2. The contractual arrangements on the use of ICT services shall include at least the following:

(a) a clear and complete description of all functions and services to be provided by the ICT third-party service provider, indicating whether sub-contracting of a critical or important function, or material parts thereof, is permitted and, if so, the conditions applying to such sub-contracting;

(b) the locations where the contracted or sub-contracted functions and services are to be provided and where data is to be processed, including the storage location, and the requirement for the ICT third-party service provider to notify the financial entity if it envisages changing such locations;

(c) provisions on accessibility, availability, integrity, security and protection of personal data and on ensuring access, recover and return in an easily accessible format of personal and non-personal data processed by the financial entity in the case of insolvency, resolution or discontinuation of the business operations of the ICT third-party service provider;

(d) full service level descriptions, including updates and revisions thereof, and precise quantitative and qualitative performance targets within the agreed service levels to allow an effective monitoring by the financial entity and enable without undue delay appropriate corrective actions when agreed service levels are not met;

(e) notice periods and reporting obligations of the ICT third-party service provider to the financial entity, including notification of any development which may have a material impact on the ICT third-party service provider’s ability to effectively carry out critical or important functions in line with agreed service levels;

(f) the obligation of the ICT third-party service provider to provide assistance in case of an ICT incident at no additional cost or at a cost that is determined ex-ante;

(g) requirements for the ICT third-party service provider to implement and test business contingency plans and to have in place ICT security measures, tools and policies which adequately guarantee a secure provision of services by the financial entity in line with its regulatory framework;

(h) the right to monitor on an ongoing basis the ICT third-party service provider’s performance, which includes:

i) rights of access, inspection and audit by the financial entity or by an appointed third-party, and the right to take copies of relevant documentation, the effective exercise of which is not impeded or limited by other contractual arrangements or implementation policies;

ii) the right to agree alternative assurance levels if other clients’ rights are affected;

iii) the commitment to fully cooperate during the onsite inspections performed by the financial entity and details on the scope, modalities and frequency of remote audits;

(i) the obligation of the ICT-third party service provider to fully cooperate with the competent authorities and resolution authorities of the financial entity, including persons appointed by them;

(j) termination rights and related minimum notices period for the termination of the contract, in accordance with competent authorities’ expectations;

(k) exit strategies, in particular the establishment of a mandatory adequate transition period:

(i) during which the ICT third-party service provider will continue providing the respective functions or services with a view to reduce the risk of disruptions at the financial entity;

(ii) which allows the financial entity to switch to another ICT third-party service provider or change to on-premises solutions consistent with the complexity of the provided service.

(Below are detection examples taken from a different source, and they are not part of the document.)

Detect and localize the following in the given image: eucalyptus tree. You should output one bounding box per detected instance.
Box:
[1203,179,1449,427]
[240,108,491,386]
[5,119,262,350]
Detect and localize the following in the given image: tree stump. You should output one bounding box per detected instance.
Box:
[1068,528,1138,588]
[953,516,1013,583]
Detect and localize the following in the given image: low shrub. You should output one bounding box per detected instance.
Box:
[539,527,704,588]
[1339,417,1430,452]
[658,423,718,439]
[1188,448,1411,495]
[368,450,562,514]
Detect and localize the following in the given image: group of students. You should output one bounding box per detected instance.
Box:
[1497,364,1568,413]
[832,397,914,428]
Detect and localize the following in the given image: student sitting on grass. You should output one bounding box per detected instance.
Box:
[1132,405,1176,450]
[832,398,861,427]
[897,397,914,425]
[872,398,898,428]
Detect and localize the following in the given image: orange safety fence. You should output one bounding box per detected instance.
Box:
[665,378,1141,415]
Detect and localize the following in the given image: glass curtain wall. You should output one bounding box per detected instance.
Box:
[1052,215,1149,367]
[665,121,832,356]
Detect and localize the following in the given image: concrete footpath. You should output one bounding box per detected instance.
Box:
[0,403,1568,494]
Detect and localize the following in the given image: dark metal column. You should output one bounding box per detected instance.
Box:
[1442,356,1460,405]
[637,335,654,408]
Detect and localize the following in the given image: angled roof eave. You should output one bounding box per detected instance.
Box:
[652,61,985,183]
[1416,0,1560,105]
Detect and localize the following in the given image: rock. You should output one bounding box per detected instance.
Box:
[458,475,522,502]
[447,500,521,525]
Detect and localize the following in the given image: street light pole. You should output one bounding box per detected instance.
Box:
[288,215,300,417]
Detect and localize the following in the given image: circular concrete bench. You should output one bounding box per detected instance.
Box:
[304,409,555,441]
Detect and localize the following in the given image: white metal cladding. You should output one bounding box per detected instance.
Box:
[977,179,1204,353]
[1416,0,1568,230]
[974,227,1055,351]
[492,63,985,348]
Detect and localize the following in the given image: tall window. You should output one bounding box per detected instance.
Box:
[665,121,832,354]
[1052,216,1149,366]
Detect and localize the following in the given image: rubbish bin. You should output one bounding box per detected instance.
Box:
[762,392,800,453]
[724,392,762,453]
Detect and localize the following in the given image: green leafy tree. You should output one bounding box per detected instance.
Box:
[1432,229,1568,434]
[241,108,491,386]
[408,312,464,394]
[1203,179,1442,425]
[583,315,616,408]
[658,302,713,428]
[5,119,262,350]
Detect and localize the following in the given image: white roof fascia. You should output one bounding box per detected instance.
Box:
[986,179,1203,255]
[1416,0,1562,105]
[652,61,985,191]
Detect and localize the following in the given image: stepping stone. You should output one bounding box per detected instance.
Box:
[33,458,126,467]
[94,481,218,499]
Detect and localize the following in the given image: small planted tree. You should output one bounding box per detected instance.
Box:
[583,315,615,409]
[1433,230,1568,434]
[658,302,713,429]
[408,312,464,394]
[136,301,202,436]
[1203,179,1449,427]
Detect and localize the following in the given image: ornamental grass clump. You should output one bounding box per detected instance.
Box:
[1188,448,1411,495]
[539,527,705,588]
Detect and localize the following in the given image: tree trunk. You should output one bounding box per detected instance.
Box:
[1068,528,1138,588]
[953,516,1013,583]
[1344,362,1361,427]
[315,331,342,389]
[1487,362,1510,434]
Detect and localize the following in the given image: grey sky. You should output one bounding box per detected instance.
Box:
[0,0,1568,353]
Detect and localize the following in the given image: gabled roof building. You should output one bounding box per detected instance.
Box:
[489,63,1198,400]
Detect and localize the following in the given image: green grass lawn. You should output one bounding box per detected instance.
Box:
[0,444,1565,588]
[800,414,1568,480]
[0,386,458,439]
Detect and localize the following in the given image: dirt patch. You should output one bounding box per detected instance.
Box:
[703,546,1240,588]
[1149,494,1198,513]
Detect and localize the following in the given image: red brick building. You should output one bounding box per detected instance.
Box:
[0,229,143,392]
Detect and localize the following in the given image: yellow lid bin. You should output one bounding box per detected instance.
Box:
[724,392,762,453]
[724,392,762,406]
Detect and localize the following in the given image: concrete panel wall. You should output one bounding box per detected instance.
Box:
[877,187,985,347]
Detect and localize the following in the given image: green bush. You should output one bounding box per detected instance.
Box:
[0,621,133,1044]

3. When negotiating contractual arrangements, financial entities and ICT third-party service providers shall consider the use of standard contractual clauses developed for specific services.

4. The ESAs shall, through the Joint Committee, develop draft regulatory technical standards to specify further the elements which a financial entity needs to determine and assess when sub-contracting critical or important functions to properly give effect to the provisions of point (a) of paragraph 2.

The ESAs shall submit those draft regulatory technical standards to the Commission by [OJ: insert date 1 year after the date of entry into force].

Power is delegated to the Commission to supplement this Regulation by adopting the regulatory technical standards referred to in the first subparagraph in accordance with Articles 10 to 14 of Regulations (EU) No 1093/2010, (EU) No 1095/2010 and (EU) No 1094/2010, respectively.